23- Ey Muhammed! Yine böyle biz senden önce de hangi memlekete bir uyarıcı göndermişsek, mutlaka oranın şımarık varlıklı kimseleri: "Biz babalarımızı bir din üzerinde bulduk, biz de onların izlerine uyarız." dediler.

24- Gönderilen uyarıcı; "Eğer size babalarınızı üzerinde bulduğunuz dinden daha doğrusunu getirmişsem de mi bana uymazsınız?" deyince, onlar: "Gerçekten biz sizin tebliğ için gönderildiğiniz şeyi tanımıyoruz." dediler.
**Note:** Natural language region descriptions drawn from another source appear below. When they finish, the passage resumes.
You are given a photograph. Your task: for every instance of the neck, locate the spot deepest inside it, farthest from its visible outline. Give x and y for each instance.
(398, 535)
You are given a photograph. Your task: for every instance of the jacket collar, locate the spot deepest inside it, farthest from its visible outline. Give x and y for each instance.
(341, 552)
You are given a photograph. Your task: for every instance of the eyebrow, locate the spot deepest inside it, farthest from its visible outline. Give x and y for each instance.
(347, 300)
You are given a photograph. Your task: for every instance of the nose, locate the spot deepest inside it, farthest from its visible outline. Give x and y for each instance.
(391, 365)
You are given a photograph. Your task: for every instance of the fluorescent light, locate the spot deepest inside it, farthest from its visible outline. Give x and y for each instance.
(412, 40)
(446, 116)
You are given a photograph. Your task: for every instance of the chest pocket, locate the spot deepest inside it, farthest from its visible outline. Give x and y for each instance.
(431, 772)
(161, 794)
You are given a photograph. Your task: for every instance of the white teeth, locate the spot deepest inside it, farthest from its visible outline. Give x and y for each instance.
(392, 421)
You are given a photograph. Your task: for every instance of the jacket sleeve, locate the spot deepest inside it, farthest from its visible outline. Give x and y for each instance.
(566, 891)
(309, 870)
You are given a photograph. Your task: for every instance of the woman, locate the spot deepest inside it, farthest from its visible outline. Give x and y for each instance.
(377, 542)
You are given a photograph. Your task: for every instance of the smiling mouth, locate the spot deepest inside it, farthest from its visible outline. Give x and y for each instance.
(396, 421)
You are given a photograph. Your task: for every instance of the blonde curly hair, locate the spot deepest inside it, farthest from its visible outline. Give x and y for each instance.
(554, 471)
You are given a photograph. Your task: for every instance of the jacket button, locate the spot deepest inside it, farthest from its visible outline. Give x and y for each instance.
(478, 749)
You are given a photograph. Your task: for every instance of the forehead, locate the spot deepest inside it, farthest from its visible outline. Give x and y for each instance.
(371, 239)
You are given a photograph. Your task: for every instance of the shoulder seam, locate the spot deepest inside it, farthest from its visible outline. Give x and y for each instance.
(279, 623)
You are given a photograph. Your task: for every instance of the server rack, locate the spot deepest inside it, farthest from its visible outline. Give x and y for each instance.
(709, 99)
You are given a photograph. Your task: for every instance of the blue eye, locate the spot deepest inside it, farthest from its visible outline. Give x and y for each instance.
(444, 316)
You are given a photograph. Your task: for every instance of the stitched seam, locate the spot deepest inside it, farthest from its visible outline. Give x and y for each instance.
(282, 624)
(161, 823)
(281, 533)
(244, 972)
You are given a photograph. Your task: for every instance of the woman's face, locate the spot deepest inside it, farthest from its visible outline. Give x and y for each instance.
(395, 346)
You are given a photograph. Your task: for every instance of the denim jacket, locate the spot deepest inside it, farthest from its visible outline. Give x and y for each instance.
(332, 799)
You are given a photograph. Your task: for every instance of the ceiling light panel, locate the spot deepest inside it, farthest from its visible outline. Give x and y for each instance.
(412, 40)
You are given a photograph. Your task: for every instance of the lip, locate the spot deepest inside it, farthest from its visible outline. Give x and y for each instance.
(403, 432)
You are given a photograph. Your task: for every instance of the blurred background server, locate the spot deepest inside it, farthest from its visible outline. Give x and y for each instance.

25- Biz de onlardan intikam aldık. Bak peygamberleri yalanlayanların sonu nasıl oldu!

16- Ümmet, arkasına düşülecek bir topluluk veya tarikat, millet demektir.

Meâl-i Şerifi

26- Hani İbrahim babasına ve kavmine: "Gerçekten ben sizin taptığınız şeylerden uzağım.

27- Ben ancak beni yaratana taparım. Şüphesiz ki O, beni doğru yola iletecektir." dedi.

28- İbrahim, bu sözü, ardından gelecek olanlara devamlı kalacak bir miras olarak bıraktı ki, onlar doğru yola dönsünler.

29- Doğrusu ben bunları da babalarını da kendilerine hak olan kitap ve gerçeği açıklayan bir peygamber gelinceye kadar faydalandırıp geçindirdim.

30- Kendilerine hak geldiği zaman onlar: "Bu bir büyüdür doğrusu biz onu tanımıyoruz." dediler.

31- Yine Onlar: "Bu Kur'an, şu iki şehirden bir büyük adama indirilmeli değil miydi?" dediler.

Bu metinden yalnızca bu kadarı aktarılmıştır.